Final decision: coordinating (purposefully or not) technology with one's outfit is super super uberifically awesome and not lame at all.

(But boy was my face...also red. Dang.)

22 comments:

Anonymous said...

my foolproof getting rid of cockroaches tip: chase them out of your apartment. after i did that, i never saw a cockroach again because he cockroach told all of his cockroach friends how nice i was and that they should leave me alone.

Anonymous said...

OMG Lauren (yes, I just typed OMG. Am possibly uber lame) this had me FALLING OUT OF MY CHAIR laughing!
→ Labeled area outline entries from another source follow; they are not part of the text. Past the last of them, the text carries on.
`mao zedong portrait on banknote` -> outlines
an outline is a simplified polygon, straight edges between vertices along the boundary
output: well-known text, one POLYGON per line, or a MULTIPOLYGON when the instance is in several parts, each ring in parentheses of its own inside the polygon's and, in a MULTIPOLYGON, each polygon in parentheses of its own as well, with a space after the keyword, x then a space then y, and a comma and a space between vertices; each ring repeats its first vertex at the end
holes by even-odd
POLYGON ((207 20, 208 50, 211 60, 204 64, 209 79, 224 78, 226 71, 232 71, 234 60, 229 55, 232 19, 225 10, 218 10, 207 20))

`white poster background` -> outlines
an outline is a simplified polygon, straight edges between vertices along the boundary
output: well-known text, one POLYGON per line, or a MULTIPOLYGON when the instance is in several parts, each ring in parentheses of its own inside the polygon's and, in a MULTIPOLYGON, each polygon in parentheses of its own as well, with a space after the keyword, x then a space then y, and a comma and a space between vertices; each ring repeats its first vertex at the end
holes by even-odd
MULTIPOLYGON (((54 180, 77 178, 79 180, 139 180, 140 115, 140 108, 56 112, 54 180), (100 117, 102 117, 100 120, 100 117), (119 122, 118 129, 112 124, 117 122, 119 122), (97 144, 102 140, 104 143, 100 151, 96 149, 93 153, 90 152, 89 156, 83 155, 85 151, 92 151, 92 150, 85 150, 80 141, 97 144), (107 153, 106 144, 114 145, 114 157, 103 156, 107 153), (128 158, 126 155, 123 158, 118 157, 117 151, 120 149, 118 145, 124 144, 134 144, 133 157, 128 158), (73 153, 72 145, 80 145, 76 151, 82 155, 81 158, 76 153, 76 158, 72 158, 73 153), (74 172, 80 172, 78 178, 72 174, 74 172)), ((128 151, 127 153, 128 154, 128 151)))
My chair that is in my old room where my bed used to be except now it's my mom's office and that's WEIRD. (You weren't there when I read some other blog post about "what has happened to your old room" and I realized that while I typed the response to that question I was actually typing it in MY OLD ROOM! And it was weird! so that probably isn't as meaningful to you as it could be. Also, I've had some wine, which makes EVERYTHING More meaningful.) Um, yeah. Anyway. You are so fucking hilarious. I miss hanging out with you.